Devil Doll (1964)
3/10
Woo! Devil doll!
25 January 2020
Warning: Spoilers
Lindsey Shotneff may have been born in Canada, but he made the majority of his films in the UK. Most famously, he co-wrote and directed the James Bond ripoff License To Kill in 1965, which was released in the U.S. as The Second Best Secret Agent in the Whole Wide World.

In 1977, when there was a publicity battle between who owned James Bond - Albert R. Broccoli (The Spy Who Loved Me) vs. Kevin McClory (the projected James Bond of the Secret Service) - Shonteff made No. 1 of the Secret Service (AKA 008 of the Secret Service), Licensed to Love and Kill and Number One Gun.

He also made the horror film Night After Night After Night about a killer transvestite judge, the groupie film Permissive (it has the Collinson twins from Twins of Evil in it), The Yes Girls and The Big Zapper as well as its sequel, The Swordsman.

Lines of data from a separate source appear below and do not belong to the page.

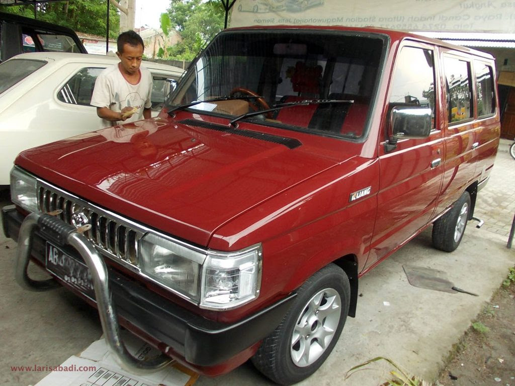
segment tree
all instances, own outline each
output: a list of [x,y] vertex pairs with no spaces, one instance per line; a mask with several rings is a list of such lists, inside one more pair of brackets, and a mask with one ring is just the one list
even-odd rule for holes
[[134,29],[136,18],[136,0],[109,0],[120,11],[119,32]]
[[182,41],[168,49],[169,56],[191,60],[224,28],[225,16],[219,0],[170,0],[168,15]]
[[[67,27],[75,31],[104,36],[106,29],[107,0],[73,0],[43,3],[38,5],[37,17],[39,20]],[[0,11],[34,17],[33,6],[0,6]],[[109,13],[109,35],[118,36],[119,15]]]

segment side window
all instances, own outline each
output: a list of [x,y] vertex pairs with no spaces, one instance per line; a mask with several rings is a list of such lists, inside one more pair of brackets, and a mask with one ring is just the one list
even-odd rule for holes
[[443,67],[445,73],[447,116],[449,123],[459,122],[473,117],[470,63],[465,60],[444,56]]
[[152,110],[160,110],[164,104],[164,94],[168,77],[157,74],[152,74]]
[[82,68],[59,90],[57,99],[67,103],[90,106],[95,81],[103,69],[96,67]]
[[429,49],[403,47],[395,64],[389,111],[396,106],[428,107],[435,128],[434,55]]
[[495,111],[492,67],[480,62],[475,62],[474,69],[477,91],[477,116],[490,115]]

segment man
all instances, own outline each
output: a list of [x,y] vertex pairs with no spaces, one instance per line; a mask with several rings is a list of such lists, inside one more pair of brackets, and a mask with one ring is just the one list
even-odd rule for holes
[[150,117],[152,75],[140,67],[143,41],[134,31],[127,31],[116,43],[120,62],[100,73],[91,97],[104,127]]

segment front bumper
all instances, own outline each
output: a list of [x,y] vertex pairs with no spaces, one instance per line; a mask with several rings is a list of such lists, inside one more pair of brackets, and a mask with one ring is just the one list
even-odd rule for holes
[[[18,241],[24,219],[14,205],[4,207],[2,224],[6,236]],[[46,242],[40,230],[35,228],[31,258],[43,267]],[[63,250],[80,259],[74,249],[68,246]],[[210,366],[224,365],[222,367],[230,370],[232,367],[227,362],[269,335],[287,312],[295,296],[291,294],[250,317],[227,325],[206,319],[178,306],[112,267],[108,266],[107,271],[112,303],[121,319],[126,322],[123,323],[124,326],[136,333],[143,331],[158,342],[162,349],[169,347],[167,354],[172,357],[178,355],[178,359],[183,359],[203,374],[209,374],[206,367]],[[65,283],[61,284],[67,287]]]

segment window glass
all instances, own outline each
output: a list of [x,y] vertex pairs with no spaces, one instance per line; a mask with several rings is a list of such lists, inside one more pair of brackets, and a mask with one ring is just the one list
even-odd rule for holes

This movie got an X rating when it first came out, if you can believe that. Its original director was going to be Sidney J. Furie, who went on to make Iron Eagle and The Entity.

The Great Vorelli and his dummy Hugo perform before packed audiences in London, despite the strange tension between the two of them. Yes, more tension than is usually present in a dummy and performer relationship. Vorelli is played by Bryant Halliday, who did acting as pretty much a hobby, as his true job was running the 55th Street Playhouse in New York and using it as the primary location for exhibiting films distributed by the company he co-owned, Janus. Those films included works by Ingmar Bergman, Federico Fellini, Akira Kurosawa and Michelangelo Antonioni.

American reporter Mark English (William Sylvester, Dr. Floyd in 2001 A Space Odyssey) wants to know more, so he gets his girl Marianne (Yvonne Romain, The Curse of the Werewolf) to go to another show with him. Of course, Vorelli hypnotizes her and makes her dance the Twist. He's a Svengali who wants to hypnotize her and make her his. And oh yes - Hugo is pretty much alive.

This movie is based on a tale that Frederick E. Smith wrote for London Mystery Magazine in 1951, earning ten pounds for its sale and giving up any rights. Then again, it's also ripped off from the segment in Dead of Night, that has a killer doll named, you guessed it, Hugo.